Deep learning has excelled in creating new characteristics that can be learned at different levels, and this may lead researchers in the future to focus on this vital aspect. The features are the first factor
in the success of any
intelligent machine learning algorithm. The ability to extract and / or select features correctly, and represent and configure data for
learning is the point between success and failure of the algorithm. Deep learning can be used in making predictions with pre-trained
models to recognize/classify an object in an image, which helps the image segmentation process, as the segmentation is a specific image
processing technique used to split an image into two or more significant parts.

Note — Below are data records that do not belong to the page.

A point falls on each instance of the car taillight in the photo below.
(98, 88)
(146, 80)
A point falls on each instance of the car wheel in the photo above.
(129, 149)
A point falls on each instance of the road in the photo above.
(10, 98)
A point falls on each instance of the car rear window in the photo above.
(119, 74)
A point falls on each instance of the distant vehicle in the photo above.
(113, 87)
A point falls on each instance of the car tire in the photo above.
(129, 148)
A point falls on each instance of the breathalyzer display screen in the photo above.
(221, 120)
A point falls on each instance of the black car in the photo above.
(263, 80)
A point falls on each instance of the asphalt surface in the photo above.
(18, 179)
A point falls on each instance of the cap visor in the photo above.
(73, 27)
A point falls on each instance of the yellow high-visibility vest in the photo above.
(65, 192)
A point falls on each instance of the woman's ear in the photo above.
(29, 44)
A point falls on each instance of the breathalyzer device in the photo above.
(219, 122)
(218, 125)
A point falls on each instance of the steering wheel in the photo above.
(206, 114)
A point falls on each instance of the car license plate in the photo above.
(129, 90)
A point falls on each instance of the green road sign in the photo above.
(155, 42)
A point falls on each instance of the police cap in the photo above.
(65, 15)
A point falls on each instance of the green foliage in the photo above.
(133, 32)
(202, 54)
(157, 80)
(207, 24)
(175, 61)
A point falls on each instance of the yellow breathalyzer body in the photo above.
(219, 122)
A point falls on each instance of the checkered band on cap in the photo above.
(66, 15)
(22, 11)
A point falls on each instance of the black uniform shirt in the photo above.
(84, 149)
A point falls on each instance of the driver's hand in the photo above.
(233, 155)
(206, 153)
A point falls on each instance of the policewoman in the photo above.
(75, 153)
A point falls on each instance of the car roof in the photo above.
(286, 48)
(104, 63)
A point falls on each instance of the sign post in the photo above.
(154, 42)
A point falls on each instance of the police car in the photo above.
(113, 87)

In our work, we implemented a system to accurately segment ArSL images into two class labels: hand and background. By training a deep
learning model using 60% of a huge dataset of ArSL gestures while split the rest of the dataset equally in 20% for validation and 20%
for testing. And then use the mask images to assess the model performance.
The system uses ResNet-18 architecture, which is a pre-trained convolutional neural network.
The system takes as input two file one contains the unlabeled images, and the other contains the ground truth. The model will learn the relation between the two and consequently will be able to segment new hand images. This is be achieved by the following steps:
Training
1- Loading the input and labels files.
2- Create two classes for the classification step, namely, Background and Hand.
3- Split the data into 60% training, 20% validation, and 20% testing.
4- Load the ResNet-18 model.
5- Assign weight for every class based on the class frequency.
6- Set the training options as follows:
Learning rate: 0.3
Learning period drop: 10
Meaning, the learning rate reduced by a factor of 0.3 every 10 epochs. This allows the network to learn quickly with a higher initial learning rate while being able to find a solution close to the local optimum once the learning rate drops.
Momentum: 0.9
L2Reqularization: 0.005
Max Epochs: 30
Mini Batch Size: 8
Shuffle: every epoch
Validation Patience: 4
This will stop training early when the validation accuracy converges. Thus, it prevents the network from overfitting on the training dataset.
7- Train the model with the training and validation datasets.
8- Save the trained network.
Testing
1- Load the pretrained model.
2- Choose one image from the test set and pass it to the pretrained model.
3- Compare the predicted output with the expected output. The white spaces indicates correct segmentation. Whereas the green highlights is the mismatch spaces.
Evaluation
The model can be evaluated using the predefined evaluateSemanticSegmentation
function that will show the model accuracy, IoU and MeanBFScore for each class.
In our training the accuracy is rising as the training goes further while the loss is dropping down.
Overall our validation accuracy was # 96.08%.
The image placed on the left is the input image and the image placed on the right is the output image. The white area that appears on the output images is the area that is matched successfully from the input image and the mask.